Since its launch in 2016, Jellysmack hasn’t built itself into a mainstream media brand, but it has amassed considerable scale across social platforms. Tubular Labs ranks Jellysmack sixth among all media properties by view counts, ahead of much larger companies including WarnerMedia, Comcast and BuzzFeed. It pulled in 6.9 billion views across platforms in November 2021, according to Tubular.
And in recent years it’s been figuring out how to better leverage the scale and expertise that built it. About two years ago it began helping YouTube stars build audiences on Facebook, largely by re-editing and syndicating the creators’ content. That approach brought in stars ranging from PewDiePie and MrBeast to Neil deGrasse Tyson, and it represents hundreds of creators. It offers similar services to media companies and brands as well, selling services designed to help grow footprints across platforms.
Those skills should theoretically come in handy with its first Marquee client as well in Ngannou, who for example, has over 3.3 million followers on Instagram and 1 million followers on Facebook, but less than 165,000 on TikTok and 189,000 on YouTube. Being able to create content that speaks directly to those audiences ought to grow Ngannou’s overall footprint of followers.
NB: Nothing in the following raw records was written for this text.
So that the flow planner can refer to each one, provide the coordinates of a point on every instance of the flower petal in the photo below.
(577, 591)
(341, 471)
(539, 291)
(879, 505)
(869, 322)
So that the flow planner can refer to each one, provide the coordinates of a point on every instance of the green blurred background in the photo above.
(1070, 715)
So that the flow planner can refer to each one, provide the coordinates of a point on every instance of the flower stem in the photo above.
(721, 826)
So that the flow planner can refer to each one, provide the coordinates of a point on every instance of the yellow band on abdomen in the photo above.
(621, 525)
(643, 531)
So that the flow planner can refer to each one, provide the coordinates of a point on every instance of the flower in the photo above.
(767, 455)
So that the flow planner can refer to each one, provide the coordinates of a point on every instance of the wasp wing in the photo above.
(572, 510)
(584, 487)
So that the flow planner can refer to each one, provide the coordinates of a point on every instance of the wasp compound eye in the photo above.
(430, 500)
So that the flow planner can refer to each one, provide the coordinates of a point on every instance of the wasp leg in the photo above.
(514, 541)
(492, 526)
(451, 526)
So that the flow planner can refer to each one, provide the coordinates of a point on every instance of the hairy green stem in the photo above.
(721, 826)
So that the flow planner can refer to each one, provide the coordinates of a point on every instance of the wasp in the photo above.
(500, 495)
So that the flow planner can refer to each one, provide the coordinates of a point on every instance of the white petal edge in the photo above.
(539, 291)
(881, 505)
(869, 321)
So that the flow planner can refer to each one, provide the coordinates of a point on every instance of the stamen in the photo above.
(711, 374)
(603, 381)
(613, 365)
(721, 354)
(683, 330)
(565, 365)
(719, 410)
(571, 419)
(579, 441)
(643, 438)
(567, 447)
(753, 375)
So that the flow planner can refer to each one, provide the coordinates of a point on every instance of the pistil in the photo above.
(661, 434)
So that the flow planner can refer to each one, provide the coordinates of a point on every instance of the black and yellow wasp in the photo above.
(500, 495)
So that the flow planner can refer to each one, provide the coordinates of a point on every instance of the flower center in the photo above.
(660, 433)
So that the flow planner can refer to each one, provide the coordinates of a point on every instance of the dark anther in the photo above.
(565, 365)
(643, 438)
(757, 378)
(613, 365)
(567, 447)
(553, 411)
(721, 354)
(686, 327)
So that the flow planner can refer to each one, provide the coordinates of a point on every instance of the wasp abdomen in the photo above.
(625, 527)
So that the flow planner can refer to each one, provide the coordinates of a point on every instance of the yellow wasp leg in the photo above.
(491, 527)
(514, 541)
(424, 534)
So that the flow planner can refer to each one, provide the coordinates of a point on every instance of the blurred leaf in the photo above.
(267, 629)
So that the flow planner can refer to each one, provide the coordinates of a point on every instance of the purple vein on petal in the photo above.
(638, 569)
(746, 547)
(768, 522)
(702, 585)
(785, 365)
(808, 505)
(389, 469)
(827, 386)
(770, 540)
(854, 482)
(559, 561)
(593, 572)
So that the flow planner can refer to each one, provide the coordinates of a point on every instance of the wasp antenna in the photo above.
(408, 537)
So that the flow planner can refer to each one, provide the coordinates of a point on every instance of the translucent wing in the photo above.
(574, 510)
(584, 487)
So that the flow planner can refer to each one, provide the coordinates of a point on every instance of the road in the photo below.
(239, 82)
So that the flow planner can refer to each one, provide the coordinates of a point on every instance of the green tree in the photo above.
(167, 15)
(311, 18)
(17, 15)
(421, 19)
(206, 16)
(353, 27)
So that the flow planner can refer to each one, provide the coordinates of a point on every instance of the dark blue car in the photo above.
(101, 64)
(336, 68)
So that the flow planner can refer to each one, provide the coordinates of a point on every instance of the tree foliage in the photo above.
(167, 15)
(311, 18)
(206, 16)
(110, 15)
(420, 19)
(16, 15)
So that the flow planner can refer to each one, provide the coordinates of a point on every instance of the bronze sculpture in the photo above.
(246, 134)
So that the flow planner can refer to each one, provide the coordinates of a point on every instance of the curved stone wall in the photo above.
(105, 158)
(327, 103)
“We know what kinds of content will work,” said Olivier Delfosse, Jellysmack’s head of strategic partnerships. “And we know how to make that content in a way that will financially make sense.”
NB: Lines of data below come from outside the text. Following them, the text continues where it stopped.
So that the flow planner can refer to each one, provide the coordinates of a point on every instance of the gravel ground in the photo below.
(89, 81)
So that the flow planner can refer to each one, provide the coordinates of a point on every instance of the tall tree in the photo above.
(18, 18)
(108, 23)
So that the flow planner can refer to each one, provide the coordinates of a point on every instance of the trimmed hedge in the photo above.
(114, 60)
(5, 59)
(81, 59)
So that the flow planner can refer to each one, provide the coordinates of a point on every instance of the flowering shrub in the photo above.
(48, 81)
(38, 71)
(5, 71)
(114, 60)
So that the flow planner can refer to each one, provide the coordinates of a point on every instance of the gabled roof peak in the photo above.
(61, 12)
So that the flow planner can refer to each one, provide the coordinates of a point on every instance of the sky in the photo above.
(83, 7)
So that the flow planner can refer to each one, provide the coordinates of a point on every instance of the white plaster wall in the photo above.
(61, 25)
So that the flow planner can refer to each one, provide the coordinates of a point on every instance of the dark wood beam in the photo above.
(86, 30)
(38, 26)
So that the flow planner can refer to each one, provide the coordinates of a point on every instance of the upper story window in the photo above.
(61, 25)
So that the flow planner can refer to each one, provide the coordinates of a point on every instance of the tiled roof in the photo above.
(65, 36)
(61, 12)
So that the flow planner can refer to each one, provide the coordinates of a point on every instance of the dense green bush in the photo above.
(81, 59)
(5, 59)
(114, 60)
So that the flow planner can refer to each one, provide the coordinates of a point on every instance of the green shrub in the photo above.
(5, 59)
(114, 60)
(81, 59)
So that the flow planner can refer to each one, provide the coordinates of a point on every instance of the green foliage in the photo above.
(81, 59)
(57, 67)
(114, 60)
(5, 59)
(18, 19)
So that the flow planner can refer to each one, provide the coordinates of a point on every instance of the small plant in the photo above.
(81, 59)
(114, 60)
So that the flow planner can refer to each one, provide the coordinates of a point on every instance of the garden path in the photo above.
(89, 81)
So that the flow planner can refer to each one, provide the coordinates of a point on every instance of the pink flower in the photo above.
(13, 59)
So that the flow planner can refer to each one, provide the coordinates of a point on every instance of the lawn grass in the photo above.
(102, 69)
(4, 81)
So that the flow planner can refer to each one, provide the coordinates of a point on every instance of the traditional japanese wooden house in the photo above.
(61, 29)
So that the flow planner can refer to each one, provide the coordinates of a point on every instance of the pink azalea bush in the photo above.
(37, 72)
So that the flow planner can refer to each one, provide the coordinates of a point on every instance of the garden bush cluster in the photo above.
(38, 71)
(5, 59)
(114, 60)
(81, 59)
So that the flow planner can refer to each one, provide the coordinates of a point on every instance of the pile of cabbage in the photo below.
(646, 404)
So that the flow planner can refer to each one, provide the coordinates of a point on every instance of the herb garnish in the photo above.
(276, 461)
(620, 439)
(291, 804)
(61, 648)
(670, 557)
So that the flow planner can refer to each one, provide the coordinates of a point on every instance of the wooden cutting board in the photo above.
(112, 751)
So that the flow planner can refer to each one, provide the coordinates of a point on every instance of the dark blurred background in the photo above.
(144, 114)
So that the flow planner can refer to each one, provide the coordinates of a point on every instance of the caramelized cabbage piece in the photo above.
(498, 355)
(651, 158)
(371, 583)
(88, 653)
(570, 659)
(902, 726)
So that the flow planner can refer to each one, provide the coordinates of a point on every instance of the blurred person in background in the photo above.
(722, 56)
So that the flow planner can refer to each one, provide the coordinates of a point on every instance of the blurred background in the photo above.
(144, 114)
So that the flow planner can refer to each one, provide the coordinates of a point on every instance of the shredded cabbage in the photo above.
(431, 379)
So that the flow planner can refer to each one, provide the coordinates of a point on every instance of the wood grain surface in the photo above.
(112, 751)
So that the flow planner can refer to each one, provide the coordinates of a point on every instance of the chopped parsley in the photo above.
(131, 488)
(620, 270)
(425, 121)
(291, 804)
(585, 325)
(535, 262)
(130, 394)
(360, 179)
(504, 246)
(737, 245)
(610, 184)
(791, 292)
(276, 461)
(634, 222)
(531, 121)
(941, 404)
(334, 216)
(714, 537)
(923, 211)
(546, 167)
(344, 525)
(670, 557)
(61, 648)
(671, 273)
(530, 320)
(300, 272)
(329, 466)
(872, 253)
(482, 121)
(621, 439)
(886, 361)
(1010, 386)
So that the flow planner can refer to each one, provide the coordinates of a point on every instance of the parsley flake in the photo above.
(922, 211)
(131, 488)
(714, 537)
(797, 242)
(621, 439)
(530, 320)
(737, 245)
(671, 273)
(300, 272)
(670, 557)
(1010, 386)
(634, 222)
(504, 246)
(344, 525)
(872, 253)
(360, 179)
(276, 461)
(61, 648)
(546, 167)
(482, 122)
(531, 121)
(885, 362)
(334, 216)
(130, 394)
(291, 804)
While some of that content will clearly be the work of a production team, Jellysmack is hoping that some of it will feel more personal. “We want it to feel like Francis went out and picked up a camera [himself],” said Aaron Godfred, vp of Marquee.
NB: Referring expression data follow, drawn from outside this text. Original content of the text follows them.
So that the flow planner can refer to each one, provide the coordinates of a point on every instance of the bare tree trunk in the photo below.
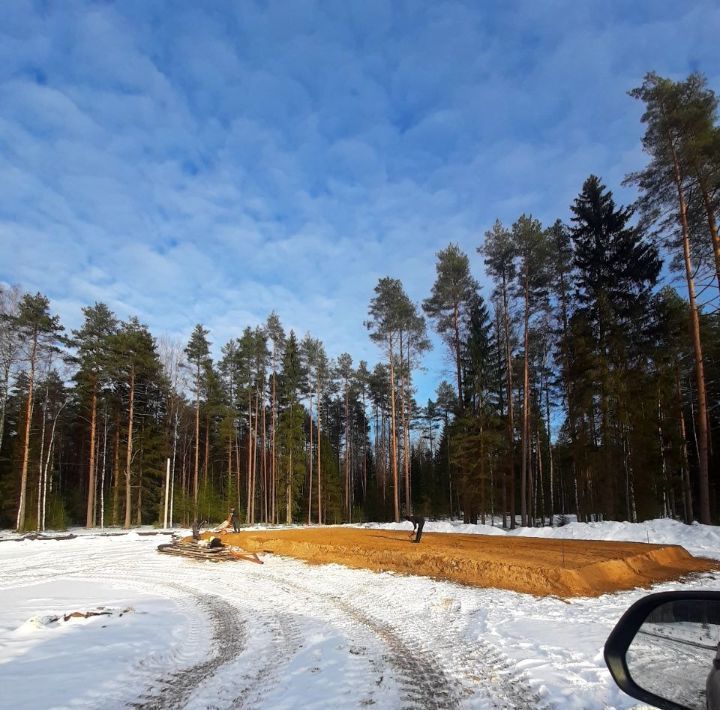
(249, 507)
(128, 457)
(102, 478)
(263, 451)
(196, 476)
(41, 460)
(116, 474)
(310, 471)
(712, 224)
(524, 488)
(347, 455)
(319, 476)
(256, 439)
(273, 464)
(406, 432)
(20, 522)
(393, 436)
(702, 418)
(511, 415)
(685, 466)
(90, 512)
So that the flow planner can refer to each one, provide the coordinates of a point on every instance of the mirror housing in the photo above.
(693, 608)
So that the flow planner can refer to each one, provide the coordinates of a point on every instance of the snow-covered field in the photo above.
(169, 632)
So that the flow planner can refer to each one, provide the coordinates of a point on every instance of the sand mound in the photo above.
(564, 568)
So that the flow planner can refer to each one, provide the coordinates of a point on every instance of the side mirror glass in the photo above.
(665, 650)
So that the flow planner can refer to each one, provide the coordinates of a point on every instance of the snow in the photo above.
(173, 632)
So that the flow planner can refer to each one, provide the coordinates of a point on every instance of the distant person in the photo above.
(418, 524)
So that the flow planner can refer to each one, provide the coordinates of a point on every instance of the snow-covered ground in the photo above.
(169, 632)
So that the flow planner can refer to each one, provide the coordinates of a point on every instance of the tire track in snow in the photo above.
(228, 641)
(445, 670)
(174, 690)
(436, 665)
(423, 682)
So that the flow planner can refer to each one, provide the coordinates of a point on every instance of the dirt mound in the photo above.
(539, 566)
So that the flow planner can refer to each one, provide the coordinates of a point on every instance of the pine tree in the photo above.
(665, 182)
(499, 256)
(615, 270)
(92, 342)
(39, 331)
(533, 250)
(290, 426)
(198, 354)
(448, 306)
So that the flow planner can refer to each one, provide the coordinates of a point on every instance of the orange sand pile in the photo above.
(539, 566)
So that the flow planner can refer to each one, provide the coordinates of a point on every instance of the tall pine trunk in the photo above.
(90, 513)
(20, 521)
(128, 457)
(525, 489)
(702, 418)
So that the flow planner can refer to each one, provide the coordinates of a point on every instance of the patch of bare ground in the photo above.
(539, 566)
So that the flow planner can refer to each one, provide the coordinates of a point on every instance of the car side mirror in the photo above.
(665, 650)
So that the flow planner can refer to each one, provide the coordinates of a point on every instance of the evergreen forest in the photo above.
(585, 380)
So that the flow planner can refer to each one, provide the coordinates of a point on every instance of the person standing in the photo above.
(418, 523)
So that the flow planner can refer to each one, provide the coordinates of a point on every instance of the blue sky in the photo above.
(209, 162)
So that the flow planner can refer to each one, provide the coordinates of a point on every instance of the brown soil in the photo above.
(564, 568)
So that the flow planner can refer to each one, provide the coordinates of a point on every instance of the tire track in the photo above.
(228, 641)
(423, 683)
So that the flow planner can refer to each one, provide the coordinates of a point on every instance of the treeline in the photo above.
(583, 383)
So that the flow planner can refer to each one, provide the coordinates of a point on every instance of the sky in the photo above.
(209, 162)
(171, 632)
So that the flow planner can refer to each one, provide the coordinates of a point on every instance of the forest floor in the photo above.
(543, 567)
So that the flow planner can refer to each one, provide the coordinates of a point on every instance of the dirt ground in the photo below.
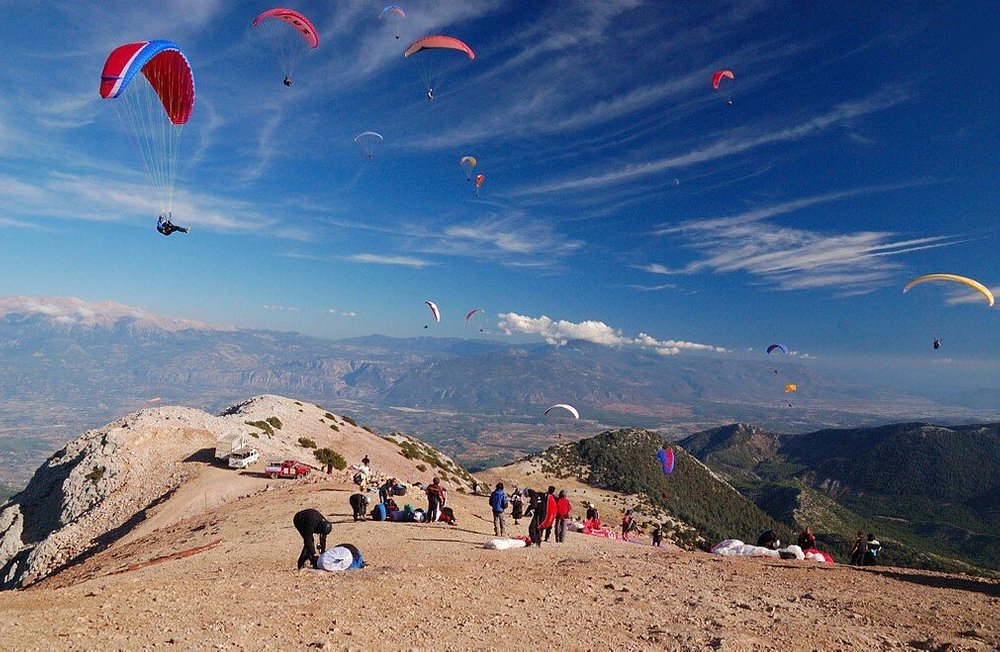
(225, 578)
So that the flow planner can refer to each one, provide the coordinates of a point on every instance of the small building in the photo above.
(229, 443)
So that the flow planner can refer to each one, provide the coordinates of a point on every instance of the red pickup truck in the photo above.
(286, 469)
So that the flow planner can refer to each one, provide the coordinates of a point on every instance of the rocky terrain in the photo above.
(207, 561)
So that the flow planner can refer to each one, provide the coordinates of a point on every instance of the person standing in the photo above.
(807, 539)
(550, 512)
(858, 549)
(657, 536)
(435, 500)
(628, 522)
(516, 506)
(498, 503)
(872, 548)
(562, 513)
(387, 489)
(309, 522)
(536, 510)
(359, 505)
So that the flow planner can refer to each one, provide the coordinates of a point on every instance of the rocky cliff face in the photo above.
(108, 481)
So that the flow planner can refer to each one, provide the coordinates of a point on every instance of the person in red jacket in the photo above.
(562, 513)
(550, 512)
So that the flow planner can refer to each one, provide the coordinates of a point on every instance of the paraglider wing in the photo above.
(718, 75)
(366, 135)
(666, 457)
(393, 10)
(434, 310)
(975, 285)
(564, 406)
(153, 106)
(165, 67)
(301, 24)
(438, 42)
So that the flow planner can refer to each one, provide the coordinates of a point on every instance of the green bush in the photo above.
(331, 459)
(96, 474)
(263, 425)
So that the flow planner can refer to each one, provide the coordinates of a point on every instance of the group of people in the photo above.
(547, 511)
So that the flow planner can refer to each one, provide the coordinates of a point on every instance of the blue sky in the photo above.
(625, 201)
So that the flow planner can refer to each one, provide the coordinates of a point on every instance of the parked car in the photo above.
(287, 469)
(244, 457)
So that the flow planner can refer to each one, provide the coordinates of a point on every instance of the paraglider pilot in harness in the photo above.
(164, 226)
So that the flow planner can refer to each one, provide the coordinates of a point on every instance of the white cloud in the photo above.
(794, 258)
(961, 296)
(378, 259)
(560, 332)
(722, 148)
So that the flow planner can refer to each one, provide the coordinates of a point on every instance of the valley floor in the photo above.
(434, 586)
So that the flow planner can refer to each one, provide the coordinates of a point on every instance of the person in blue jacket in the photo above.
(498, 503)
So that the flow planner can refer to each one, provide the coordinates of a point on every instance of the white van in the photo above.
(244, 457)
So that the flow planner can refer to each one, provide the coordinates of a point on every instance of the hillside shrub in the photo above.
(263, 425)
(331, 459)
(96, 474)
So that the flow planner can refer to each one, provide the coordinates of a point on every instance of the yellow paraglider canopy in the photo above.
(975, 285)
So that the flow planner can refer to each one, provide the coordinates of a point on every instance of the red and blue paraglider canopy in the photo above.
(666, 457)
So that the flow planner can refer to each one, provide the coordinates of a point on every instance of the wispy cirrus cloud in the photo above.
(723, 147)
(560, 332)
(793, 258)
(964, 296)
(381, 259)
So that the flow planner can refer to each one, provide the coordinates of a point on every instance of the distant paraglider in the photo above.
(564, 406)
(468, 164)
(717, 78)
(975, 285)
(369, 140)
(433, 52)
(434, 311)
(289, 34)
(392, 15)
Being able to create a new constellation of internet stars, ones big enough to attract the attention of main advertisers, feels like a logical evolution for Jellysmack, said Karl House, the chief operating officer of StackCommerce and the former founder of Fanbread, which helped celebrities create and distribute content through their Facebook pages. “The brand partnerships are where the big money is,” House said. Jellysmack said it will focus on creator categories including professional athletes and people in the beauty space. It is not clear how many celebrities Marquee might manage.
This is not the first time a media company has tried to help celebrities better leverage the reach their status has provided them on social platforms. Facebook alone has supported a couple of similar cottage industries over the years, ranging from link-sharing businesses that paid celebs to distribute articles to video licensing businesses that proffer user-generated content which can be lightly modified, then published on Facebook for easy ad revenues.
But thanks to years of platforms copying one another, there is now a much wider — and more homogeneous — ecosystem out there for native video content. An engaging series shot on vertical video can now be easily disseminated across Facebook, Instagram, Snapchat, TikTok, YouTube and Pinterest.
But those platforms can change their rules at any time — Facebook effectively wiped out the link-sharing strategy that many publishers relied on by changing its branded content rules — so over time, it will be worth watching how strictly the platforms police their content. For example, Instagram changed its algorithm in early 2021 to stop promoting recycled TikTok content inside Reels, its TikTok knock-off.
But with products including Snapchat’s Spotlight, Instagram’s Reels still in their infant or toddler phases, that might be more of a 2023 issue than a 2022 one.
“For the newer platforms, it’s kind of in their interest not to suppress anything,” House said.